Monday, November 30, 2009

Olive harvest 2009

The last visit of the year to Trullo Azzurro to close the place down for the winter and a very productive visit it was too.

Usual routine when we are flying RuinAir: straight from work Thursday evening to the SAS Radisson Stansted. A relaxing meal and an early night for the dawn flight to Brindisi and a sprint down the SS16 to Trullo Azzurro (tafka Hovel-in-the-Hills).

After a quick lunch at Trullo Azzurro we went to the bank to pay some gas bills and reinstate our Internet banking. That evening we went with Chris & John for a meal in Martina Franca.

Harvesting olives 2009 - Mark and John
Harvesting olives 2009 - Mark and John

The next morning C&J came round to help us with our olive harvest and a spot of lunch. Mary insisted on buying rather than borrowing the kit so we are now the proud owners of three crates, four nets (4m x 8m) and four olive rakes.

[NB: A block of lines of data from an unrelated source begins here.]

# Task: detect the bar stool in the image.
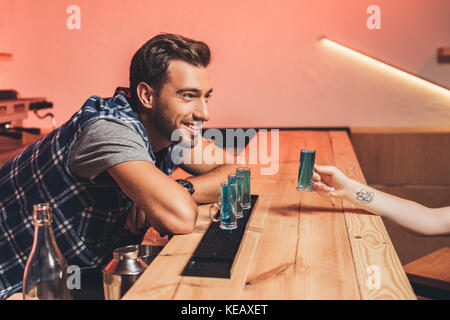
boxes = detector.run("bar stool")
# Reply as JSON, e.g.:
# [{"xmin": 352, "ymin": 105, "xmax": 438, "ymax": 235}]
[{"xmin": 403, "ymin": 247, "xmax": 450, "ymax": 299}]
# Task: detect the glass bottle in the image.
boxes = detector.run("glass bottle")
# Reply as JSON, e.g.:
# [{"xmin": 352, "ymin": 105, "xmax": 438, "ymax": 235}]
[{"xmin": 22, "ymin": 203, "xmax": 72, "ymax": 300}]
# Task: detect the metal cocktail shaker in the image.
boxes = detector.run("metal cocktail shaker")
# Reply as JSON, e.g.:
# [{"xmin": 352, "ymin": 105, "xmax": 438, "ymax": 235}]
[
  {"xmin": 102, "ymin": 245, "xmax": 148, "ymax": 300},
  {"xmin": 134, "ymin": 244, "xmax": 164, "ymax": 265}
]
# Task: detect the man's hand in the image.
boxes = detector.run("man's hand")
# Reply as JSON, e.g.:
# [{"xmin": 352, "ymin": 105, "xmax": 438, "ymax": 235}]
[
  {"xmin": 179, "ymin": 136, "xmax": 241, "ymax": 204},
  {"xmin": 126, "ymin": 203, "xmax": 170, "ymax": 245},
  {"xmin": 312, "ymin": 165, "xmax": 351, "ymax": 197},
  {"xmin": 125, "ymin": 202, "xmax": 148, "ymax": 235}
]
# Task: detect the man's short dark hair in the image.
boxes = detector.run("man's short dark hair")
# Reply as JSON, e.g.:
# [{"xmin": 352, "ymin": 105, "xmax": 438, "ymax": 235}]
[{"xmin": 129, "ymin": 33, "xmax": 211, "ymax": 106}]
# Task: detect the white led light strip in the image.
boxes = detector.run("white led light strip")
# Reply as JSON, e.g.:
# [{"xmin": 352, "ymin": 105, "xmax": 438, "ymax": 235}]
[{"xmin": 320, "ymin": 37, "xmax": 450, "ymax": 97}]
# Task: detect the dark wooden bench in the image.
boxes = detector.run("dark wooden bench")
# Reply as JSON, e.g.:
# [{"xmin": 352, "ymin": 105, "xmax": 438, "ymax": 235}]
[{"xmin": 403, "ymin": 247, "xmax": 450, "ymax": 299}]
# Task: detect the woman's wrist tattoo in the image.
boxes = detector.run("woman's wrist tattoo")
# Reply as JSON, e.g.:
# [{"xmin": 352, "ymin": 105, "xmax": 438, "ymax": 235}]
[{"xmin": 355, "ymin": 189, "xmax": 374, "ymax": 203}]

Harvesting olives 2009 - Nets, crates and haul
Harvesting olives 2009 - Nets, crates and haul

A couple of hours was enough to denude all our trees of their olives. We took them round to C&J's neighbours to add in to their harvest for pressing. Hopefully next spring we will get back a couple of litres of extra-virgin olive oil.

New patio paving
New patio paving

The other main reason for the visit was to admire, and pay for, our new patio (see "Trullo Azzurro works"). After lunch Donato came round to tell us about what he had done and receive his well deserved money. He has done a fine job and we are very happy with the enlarged sun-bathing area :-)

The rest of the time was bagging up all the linens into vacu-sacs, plugging in the dehumidifier and preparing the place for over-wintering. Job done it was home on Sunday. I travelled light: hand luggage only and that was a Waitrose bag-for-life!

1 comment:

Rosa said...

Oh!!! How fun! Well, I'd stay down on the ground, of course putting all the olives in the bins. YUM. What a load you got! And how will you preserve them? How many jars? What fun!